Sharing reagents and samples. Because XMRV has been reported in otherwise normal individuals, there are no a priori, gold standard XMRV‐positive or ‐negative populations. A working set of standards will require sharing samples among groups to independently confirm results. This painstaking process will yield a reference panel that would be an invaluable resource to the research community. Researchers have already contributed a number of XMRV molecular biology reagents for general use through the National Institutes of Health AIDS Research and Reference Reagent Program. The establishment of a reference panel will propel research in this field.
4.
Comprehensive and rigorous phylogenetic sequence analysis. Standard phylogenetic analyses established well described lineages for mouse viruses; adding all new sequences to a detailed phylogeny will yield useful observations [25].
5.
Development of tractable animal models, such as macaques [26], will be necessary to dissect XMRV pathogenesis.

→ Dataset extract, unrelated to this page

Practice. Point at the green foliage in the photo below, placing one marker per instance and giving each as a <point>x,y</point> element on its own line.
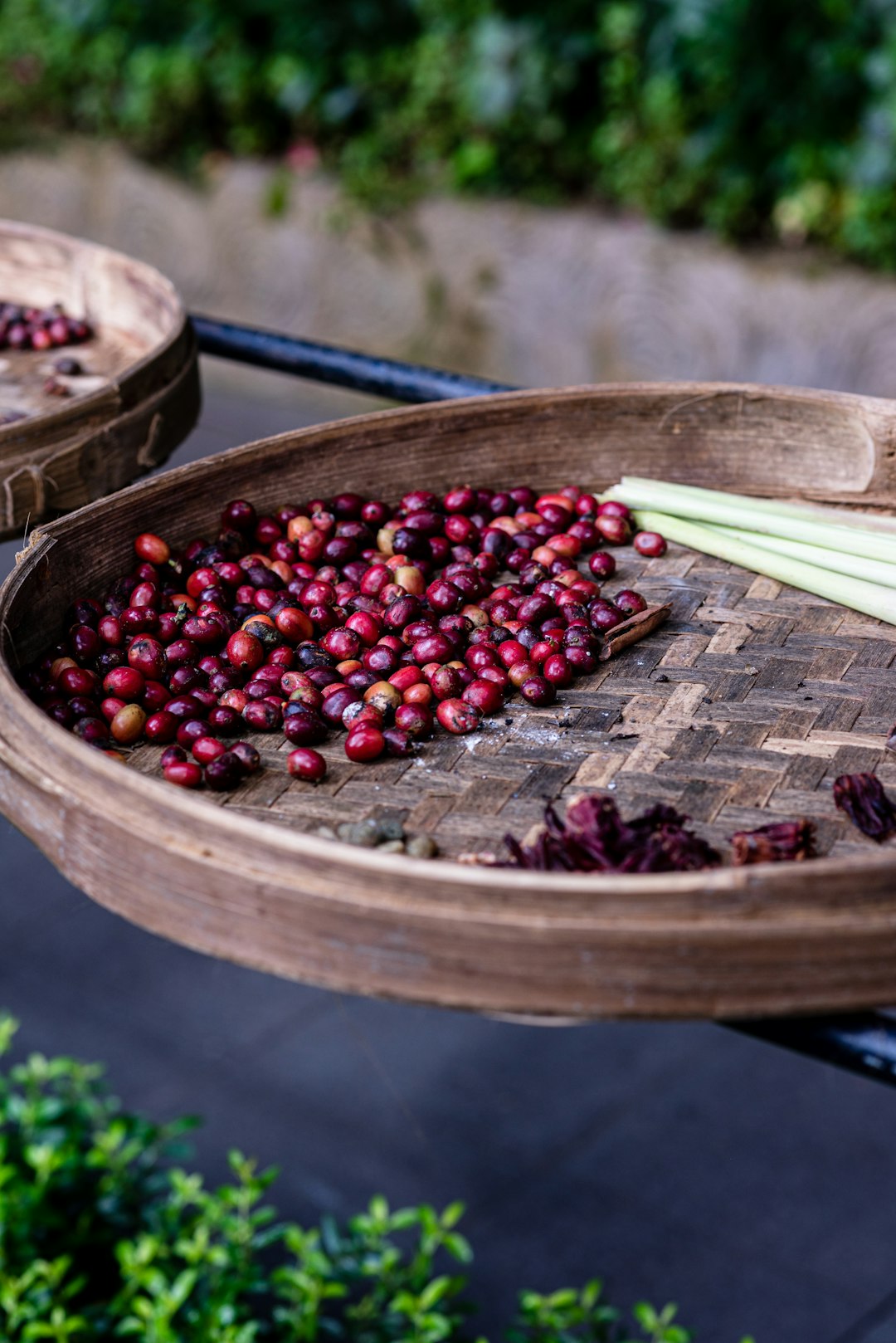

Defining any XMRV disease association is a distinct and more challenging prospect. Over the past 40 years, a number of retroviruses have been discovered to be bona fide infections of humans (HTLV‐1–4, HIV‐1, HIV‐2, spumaviruses). Not all infections are associated with disease; no diseases have been unequivocally associated with infection with HTLV‐II or spumaviruses. The XMRV disease association will require “shoe leather” epidemiology, exhaustive molecular biology, and gimlet‐eyed statistical analysis to reach conclusions regarding etiology. As many virologists have long realized, disease association with retroviruses goes beyond traditional Koch’s postulates as benchmarks. As Rowe [27] summarized, Koch’s postulates assume an acute and persistent association of a readily detectable pathogen, criteria that poorly serve investigation of illnesses such as neoplasms and chronically debilitating diseases. The collective experience and utility of retroviruses for these studies [28] will provide invaluable support for XMRV investigations.
Reports of a viral agent in prostate cancer and chronic fatigue syndrome immediately established a new area of research. The XMRV field has strong magnetic properties, attracting basic researchers (particularly old time murine leukemia virus labs), clinicians, patients, and other interested parties to opposing poles regarding etiology, pathogenesis, and therapeutics. With accumulating publications, including those here, there are increasing discussions regarding possibilities for widespread testing and therapeutic intervention. XMRV may be detected using PCR or serologic techniques, and detection technologies are being made commercially available. None of the research or commercial assays has been exhaustively tested, and none is FDA approved. Further research is necessary before any of these tests can be used reliably; at this stage, discussions concerning blood donation deferral for patients with chronic fatigue syndrome are based on the general principle that there might be an infectious etiology, not on specific diagnostic testing. With respect to therapeutics, XMRV is sensitive to some antiretrovirals in vitro [11, 20, 29], and there are calls for use of antiretroviral agents for therapy, even though early observations suggest XMRV replication may be minimal in humans. At this time, such an approach is premature and medically indefensible outside the secure oversight of a well‐controlled clinical trial. “Real world” coping with severe diseases like chronic fatigue syndrome and prostate cancer creates understandable desperation on the part of patients, caregivers, and health care professionals. Such pressures are not justification for testing of therapies in an uncontrolled manner. Indeed, because they are of no help whatsoever to other patients, physicians, pharmaceutical companies, or regulatory agencies, such uncontrolled therapy works directly against the goal of providing effective therapy to the million or more individuals experiencing these serious conditions.